And She Was Read online




  ALISON GAYLIN

  and she was

  A NOVEL OF SUSPENSE

  Dedication

  For my beloved dad Bob Sloane

  and favorite aunt Myrna Lebov,

  alive forever in my heart—and memory.

  Contents

  Dedication

  Acknowledgments

  Prologue

  Chapter 1

  Chapter 2

  Chapter 3

  Chapter 4

  Chapter 5

  Chapter 6

  Chapter 7

  Chapter 8

  Chapter 9

  Chapter 10

  Chapter 11

  Chapter 12

  Chapter 13

  Chapter 14

  Chapter 15

  Chapter 16

  Chapter 17

  Chapter 18

  Chapter 19

  Chapter 20

  Chapter 21

  Chapter 22

  Chapter 23

  Chapter 24

  Chapter 25

  Chapter 26

  Chapter 27

  Chapter 28

  Chapter 29

  Chapter 30

  Chapter 31

  Chapter 32

  Epilogue

  Author’s Note

  An Excerpt from And She Was sequel

  About the Author

  By Alison Gaylin

  Copyright

  About the Publisher

  Acknowledgments

  Many thanks to my wonderful agent Deborah Schneider, as well as everyone at HarperCollins—especially the great Lyssa Keusch and Wendy Lee.

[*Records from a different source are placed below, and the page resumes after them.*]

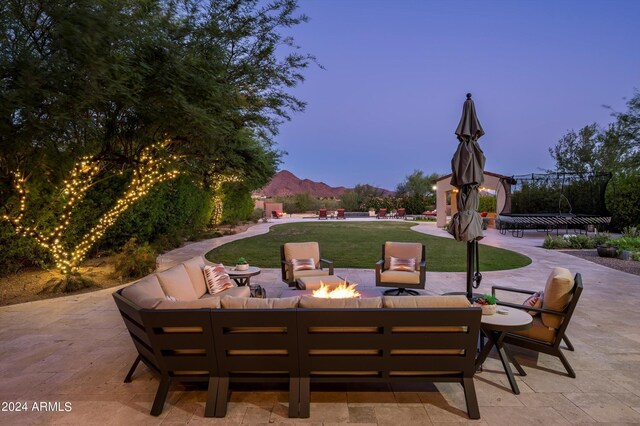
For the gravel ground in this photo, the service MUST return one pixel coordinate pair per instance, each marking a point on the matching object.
(629, 266)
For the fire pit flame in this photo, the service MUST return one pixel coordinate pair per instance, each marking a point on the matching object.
(342, 291)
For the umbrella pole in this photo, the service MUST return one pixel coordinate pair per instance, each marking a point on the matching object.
(470, 268)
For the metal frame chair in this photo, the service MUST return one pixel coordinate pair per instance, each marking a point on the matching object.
(402, 288)
(552, 348)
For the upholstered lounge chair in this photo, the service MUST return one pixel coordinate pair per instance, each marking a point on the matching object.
(292, 253)
(388, 275)
(560, 298)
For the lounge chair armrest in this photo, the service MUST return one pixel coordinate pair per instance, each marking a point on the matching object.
(510, 289)
(329, 263)
(530, 308)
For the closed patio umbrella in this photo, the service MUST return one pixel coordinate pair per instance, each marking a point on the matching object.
(467, 168)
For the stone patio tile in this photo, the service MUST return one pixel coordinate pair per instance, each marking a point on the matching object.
(533, 416)
(604, 407)
(362, 415)
(319, 413)
(368, 399)
(402, 416)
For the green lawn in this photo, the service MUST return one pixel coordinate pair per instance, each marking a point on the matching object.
(358, 245)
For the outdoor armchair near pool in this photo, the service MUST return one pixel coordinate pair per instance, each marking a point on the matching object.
(402, 265)
(550, 320)
(299, 260)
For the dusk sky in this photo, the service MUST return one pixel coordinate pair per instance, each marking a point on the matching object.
(397, 73)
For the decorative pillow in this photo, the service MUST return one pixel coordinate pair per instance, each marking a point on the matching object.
(217, 278)
(401, 264)
(535, 301)
(303, 264)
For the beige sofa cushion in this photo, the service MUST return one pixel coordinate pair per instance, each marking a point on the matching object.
(539, 331)
(194, 269)
(146, 293)
(557, 294)
(176, 283)
(310, 273)
(313, 283)
(458, 301)
(230, 302)
(402, 277)
(402, 250)
(311, 302)
(209, 302)
(237, 291)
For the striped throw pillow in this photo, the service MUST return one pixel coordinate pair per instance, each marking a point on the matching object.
(534, 301)
(303, 264)
(401, 264)
(217, 278)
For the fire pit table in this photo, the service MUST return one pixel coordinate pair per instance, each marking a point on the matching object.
(364, 293)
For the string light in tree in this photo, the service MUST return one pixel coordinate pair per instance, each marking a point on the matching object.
(218, 204)
(153, 167)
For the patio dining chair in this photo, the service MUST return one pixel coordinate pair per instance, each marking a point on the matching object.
(299, 260)
(550, 321)
(403, 266)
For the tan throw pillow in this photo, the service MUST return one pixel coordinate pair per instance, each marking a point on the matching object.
(175, 282)
(402, 264)
(230, 302)
(210, 302)
(557, 294)
(458, 301)
(217, 278)
(311, 302)
(303, 264)
(534, 301)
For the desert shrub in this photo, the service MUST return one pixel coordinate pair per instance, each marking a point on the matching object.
(487, 203)
(630, 231)
(17, 252)
(238, 204)
(626, 243)
(256, 215)
(555, 243)
(169, 213)
(601, 238)
(135, 260)
(623, 200)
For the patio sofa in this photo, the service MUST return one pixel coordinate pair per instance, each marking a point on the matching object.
(300, 340)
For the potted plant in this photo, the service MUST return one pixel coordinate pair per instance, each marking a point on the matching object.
(241, 264)
(607, 250)
(488, 304)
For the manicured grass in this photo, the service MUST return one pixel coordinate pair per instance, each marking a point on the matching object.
(358, 245)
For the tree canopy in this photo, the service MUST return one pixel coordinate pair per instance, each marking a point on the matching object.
(110, 77)
(594, 149)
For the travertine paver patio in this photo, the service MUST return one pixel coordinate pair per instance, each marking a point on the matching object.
(76, 350)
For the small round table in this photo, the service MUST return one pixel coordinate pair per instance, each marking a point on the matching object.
(495, 327)
(243, 277)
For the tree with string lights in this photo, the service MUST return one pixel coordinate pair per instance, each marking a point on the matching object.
(154, 165)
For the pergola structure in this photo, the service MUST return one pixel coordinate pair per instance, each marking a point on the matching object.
(492, 181)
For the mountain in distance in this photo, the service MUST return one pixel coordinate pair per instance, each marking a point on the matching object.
(285, 183)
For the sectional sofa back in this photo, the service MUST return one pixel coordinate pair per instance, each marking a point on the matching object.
(418, 336)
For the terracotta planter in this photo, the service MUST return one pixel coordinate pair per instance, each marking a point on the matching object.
(604, 251)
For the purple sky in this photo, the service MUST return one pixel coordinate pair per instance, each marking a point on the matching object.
(397, 73)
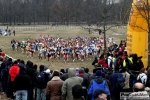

  For their law enforcement/investigation expertise—and patience with stupid questions—Lee Lofland, Gisele Fraseur, City Island expert Marcelle Harrison, Joel Ludlow, Carol Gray, and Sergeant Josh Moulin, Commander of the Southern Oregon High Tech Crimes Task Force.

  For their support, writing advice, and all-around awesomeness throughout all phases of this book—Abigail Thomas, Karen E. Olson, Jeff Shelby, Lori Armstrong, Megan Abbott, Jason Starr, Paul Leone, Claudette Covey, Bar Scott, Rik Fairlie, Ann Patty, Austin Metz, James Conrad, artist/manga expert Hali Barthel . . . plus anyone not mentioned who should be. You know who you are. This is the one and only time I wish I had Brenna’s memory.

  Finally, thanks goes out to my dear mom Beverly Sloane, first-rate in-laws Sheldon and Marilyn Gaylin—and, most of all, Marissa and Mike. I love you guys.

  Prologue

  September 20, 2009

  Carol Wentz’s life now had a “before” and an “after.” She’d never thought of it that way, but the passage of time brings perspective, and ten years later, Carol could see it—the moment before she made the Neff girl disappear and the moment after.

  A clear, clean mark.

  For forty-one years, Carol’s life had moved from day to day with no real marks at all—no children, a marriage that Carol had eased into gradually, with a whimper of a city hall wedding that took place on a Wednesday at lunch hour and for health insurance reasons, after she and Nelson had been living together for almost a decade. She supposed she could track time before and after Nelson—her single years versus her conjoined ones—but the truth was, before Nelson wasn’t really all that different from after Nelson, each day stretching out and ending with Carol still the same old Carol—the Carol she’d been in grade school, reedy and knock-kneed and mostly alone.

  But then Labor Day, 1998, happened and everything was different. Carol was different. Well, she supposed she’d always been different—she’d just never known it before. How would she have described herself in book club? An unlikable character. Too weak and petty. I don’t believe her motivations. The girl was only six, after all . . .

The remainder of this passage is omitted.